Each player, in turn, presses the Clue button on the Crime Scanner that would play an audible clue sound and get a visual clue on screen. FL, for example, means the thief was crossing a floor, and you’d hear foot steps. DR would be followed by a door opening (or closing) indicating the thief had entered or left a building. GL indicated glass breaking (a window entry)… and a few more sounds to indicate running or a subway getaway. No sound meant the thief was staying put for the turn.

Throughout the game, you could play a Sleuth Card (you always have 3) – sometimes it was a Tip card, for example, that would give you (and only you) the thief’s exact current location for a small fee.

The fun of the game, however, was trying to find his location on your own, using only the sound clues to try and deduce his location.
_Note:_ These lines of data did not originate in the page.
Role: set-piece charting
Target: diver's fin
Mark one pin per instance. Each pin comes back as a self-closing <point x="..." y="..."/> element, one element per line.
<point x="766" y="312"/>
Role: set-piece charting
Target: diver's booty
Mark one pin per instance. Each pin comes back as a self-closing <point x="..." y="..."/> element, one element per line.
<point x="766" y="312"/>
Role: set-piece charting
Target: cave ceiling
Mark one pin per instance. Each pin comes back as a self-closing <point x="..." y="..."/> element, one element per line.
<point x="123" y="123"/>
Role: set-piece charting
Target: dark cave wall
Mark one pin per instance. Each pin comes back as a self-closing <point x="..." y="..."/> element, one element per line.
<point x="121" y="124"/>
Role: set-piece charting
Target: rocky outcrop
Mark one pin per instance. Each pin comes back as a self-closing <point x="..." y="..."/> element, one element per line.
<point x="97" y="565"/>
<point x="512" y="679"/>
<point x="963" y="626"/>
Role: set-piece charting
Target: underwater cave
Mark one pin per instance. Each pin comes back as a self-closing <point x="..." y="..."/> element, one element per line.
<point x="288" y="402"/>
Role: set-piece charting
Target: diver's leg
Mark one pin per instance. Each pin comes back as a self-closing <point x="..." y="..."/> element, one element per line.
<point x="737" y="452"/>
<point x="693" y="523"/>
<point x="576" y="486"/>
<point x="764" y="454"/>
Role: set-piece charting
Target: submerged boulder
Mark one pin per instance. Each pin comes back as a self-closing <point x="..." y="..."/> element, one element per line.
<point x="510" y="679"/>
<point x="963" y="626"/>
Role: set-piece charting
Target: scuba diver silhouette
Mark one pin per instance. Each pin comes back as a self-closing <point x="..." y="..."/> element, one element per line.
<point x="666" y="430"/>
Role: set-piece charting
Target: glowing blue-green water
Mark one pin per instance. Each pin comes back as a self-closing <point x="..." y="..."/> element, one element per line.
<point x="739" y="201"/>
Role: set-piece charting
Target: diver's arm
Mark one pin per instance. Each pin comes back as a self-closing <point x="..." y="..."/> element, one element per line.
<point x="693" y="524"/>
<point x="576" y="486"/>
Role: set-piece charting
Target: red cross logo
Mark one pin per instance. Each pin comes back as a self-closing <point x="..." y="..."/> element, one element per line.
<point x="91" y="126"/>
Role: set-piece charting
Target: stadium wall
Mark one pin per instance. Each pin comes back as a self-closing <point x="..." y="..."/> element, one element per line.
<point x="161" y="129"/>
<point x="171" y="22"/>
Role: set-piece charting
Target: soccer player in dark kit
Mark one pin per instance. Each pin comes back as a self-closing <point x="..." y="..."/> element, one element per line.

To help in this manner, there were a number of rules that the thief had to follow. For example, he can move horizontally, vertically, or diagonally no more than two spaces per turn. If he breaks a window or opens a door, he must go through that door or window on his next move. He cannot move back to a previous numbered spot in two or fewer moves (no doubling back). He will always move to a (red) numbered crime space if it’s only one space away. And there are about five more rules that govern the thief’s movement that players must remember. (And there are a small handful of rules governing detective movements as well — you can’t land on the same space as another detective, for example, and must move to any other space touching that detective, a strategy that would often win you the game in tight matches where all detectives knew where the thief was and were running to get there first.)

As you roll the dice and move your detective around the board, your goal is to land on the spot where you believe the thief is standing and press the Arrest button. You enter the building number followed by the two digit number where you believe the thief is standing. If he’s on the street, you enter the three digit number after pressing Arrest.

If you’re right — gun shots followed by sirens indicate an arrest. If you hear the raspberry or laughing , the thief gets away… you were wrong on the location or a bit of randomness in the Crime Scanner allows the thief to get away.

In the pre-Internet, pre-Cable days of 1979, board games and bicycle rides around the neighborhood after school were the norm. And Stop Thief was such a favorite of mine that I tracked down a working version of it on eBay quite a few years back — and you’ll be happy to hear that a quick search on eBay turns up a ton of them for sale at very reasonable prices.

My son is still a few years away from being able to understand and follow this game’s unique rules; that said, I’m really hoping to one day break out the game and share some good memories of mine with him. The game is decidedly old school, with its red LED readout and joy buzzer sound effects, but the graphics on the board are beautiful to look at… and the thin manual offers one of the simplest and easiest courses on logic a kid will ever encounter.

Does anyone else remember this game? Do you have any older board games that make you smile and remember some good times with friends and family? I’d love to hear about them.